San Diego Upgrades Underutilized Small City Airports with Major Project at Montgomery Field

March 24, 2021

San Diego's efforts to modernize and upgrade its two smaller municipal airports will take a key step forward with a $16 million plan to add nearly 60,000 square feet of new hangars and an aviation museum to Kearny Mesa's Montgomery Field.

The new proposal, which is headed to the City Council for approval this spring, would be the third major project at Montgomery Field in recent years — and the largest since city officials vowed to make the airport an economic catalyst.

Meanwhile, preparations continue for the first phase of dramatic renovations approved for Otay Mesa's Brown Field. Those upgrades will include three dozen new hangars, a large hotel and 1.5 million square feet of retail and industrial buildings.

San Diego officials have focused on modernizing the two smaller airports — smaller than San Diego International Airport — since a 2015 city audit said years of mismanagement had made them both underutilized eyesores.

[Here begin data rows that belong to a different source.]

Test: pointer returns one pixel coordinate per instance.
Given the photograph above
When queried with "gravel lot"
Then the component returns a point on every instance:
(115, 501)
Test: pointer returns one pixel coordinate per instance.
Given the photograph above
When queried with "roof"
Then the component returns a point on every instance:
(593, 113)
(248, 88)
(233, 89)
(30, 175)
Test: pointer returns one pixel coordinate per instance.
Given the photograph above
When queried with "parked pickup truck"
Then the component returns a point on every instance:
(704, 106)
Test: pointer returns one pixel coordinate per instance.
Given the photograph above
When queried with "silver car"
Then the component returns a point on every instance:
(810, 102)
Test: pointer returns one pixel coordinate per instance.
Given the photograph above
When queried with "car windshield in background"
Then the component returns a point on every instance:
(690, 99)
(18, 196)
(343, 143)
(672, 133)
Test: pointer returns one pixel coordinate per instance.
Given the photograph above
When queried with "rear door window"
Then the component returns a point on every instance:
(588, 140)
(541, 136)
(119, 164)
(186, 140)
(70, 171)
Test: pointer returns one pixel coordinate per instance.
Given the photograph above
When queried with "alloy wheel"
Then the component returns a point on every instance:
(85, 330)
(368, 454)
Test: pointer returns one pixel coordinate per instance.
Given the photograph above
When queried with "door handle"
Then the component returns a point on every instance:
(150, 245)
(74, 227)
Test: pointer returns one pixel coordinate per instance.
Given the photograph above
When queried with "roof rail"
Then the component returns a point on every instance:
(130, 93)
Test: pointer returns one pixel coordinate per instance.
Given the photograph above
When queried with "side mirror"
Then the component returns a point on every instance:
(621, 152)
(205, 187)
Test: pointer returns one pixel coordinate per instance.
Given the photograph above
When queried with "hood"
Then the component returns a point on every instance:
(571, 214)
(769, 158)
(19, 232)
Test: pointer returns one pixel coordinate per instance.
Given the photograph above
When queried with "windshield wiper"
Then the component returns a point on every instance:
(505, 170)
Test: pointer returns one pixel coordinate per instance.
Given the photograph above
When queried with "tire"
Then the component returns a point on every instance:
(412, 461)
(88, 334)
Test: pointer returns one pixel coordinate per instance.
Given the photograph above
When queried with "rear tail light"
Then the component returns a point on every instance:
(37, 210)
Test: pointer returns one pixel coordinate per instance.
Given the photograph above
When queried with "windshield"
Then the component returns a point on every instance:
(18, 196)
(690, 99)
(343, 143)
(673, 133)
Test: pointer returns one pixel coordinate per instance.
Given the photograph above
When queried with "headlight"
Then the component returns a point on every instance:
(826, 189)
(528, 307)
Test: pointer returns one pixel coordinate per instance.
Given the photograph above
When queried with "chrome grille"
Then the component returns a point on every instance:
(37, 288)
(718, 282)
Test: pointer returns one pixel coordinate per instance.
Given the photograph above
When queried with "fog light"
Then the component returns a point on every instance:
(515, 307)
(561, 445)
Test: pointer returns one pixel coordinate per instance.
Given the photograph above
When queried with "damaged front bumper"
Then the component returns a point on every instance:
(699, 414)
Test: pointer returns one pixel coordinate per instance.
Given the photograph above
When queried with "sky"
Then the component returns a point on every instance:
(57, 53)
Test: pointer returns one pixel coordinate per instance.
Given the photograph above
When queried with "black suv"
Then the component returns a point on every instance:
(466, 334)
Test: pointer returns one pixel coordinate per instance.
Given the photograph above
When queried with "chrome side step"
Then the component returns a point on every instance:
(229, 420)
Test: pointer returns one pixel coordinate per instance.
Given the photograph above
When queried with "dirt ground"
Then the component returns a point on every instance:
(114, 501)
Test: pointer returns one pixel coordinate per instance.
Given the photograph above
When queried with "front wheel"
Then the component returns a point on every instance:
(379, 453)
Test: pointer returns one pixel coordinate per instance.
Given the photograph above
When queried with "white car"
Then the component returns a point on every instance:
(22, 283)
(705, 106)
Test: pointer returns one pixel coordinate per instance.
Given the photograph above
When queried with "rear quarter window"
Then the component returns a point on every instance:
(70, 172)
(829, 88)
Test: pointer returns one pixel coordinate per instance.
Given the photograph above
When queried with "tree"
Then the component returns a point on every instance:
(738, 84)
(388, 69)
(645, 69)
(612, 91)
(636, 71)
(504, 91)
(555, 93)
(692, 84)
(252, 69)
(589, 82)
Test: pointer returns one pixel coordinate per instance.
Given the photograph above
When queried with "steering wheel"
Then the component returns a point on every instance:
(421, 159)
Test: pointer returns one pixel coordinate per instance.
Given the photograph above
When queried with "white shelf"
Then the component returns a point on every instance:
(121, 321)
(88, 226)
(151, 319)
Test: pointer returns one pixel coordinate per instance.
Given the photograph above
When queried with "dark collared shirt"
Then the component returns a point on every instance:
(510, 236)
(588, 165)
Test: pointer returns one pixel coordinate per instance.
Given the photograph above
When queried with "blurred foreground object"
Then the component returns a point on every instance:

The audit said both airports have the potential to generate significant revenue and become economic engines if they are managed properly.

In conjunction with soliciting development proposals for the two airports, city officials have launched an effort to create up-to-date master plans for each of them for the first time since the 1980s.

The master plans are scheduled to be completed and presented to the City Council for approval sometime next year, said Jorge Rubio, the city's deputy director for airports.

The new project at Montgomery Field, which is officially known as Montgomery-Gibbs Executive Airport, is expected to continue positive momentum created by two recently completed projects.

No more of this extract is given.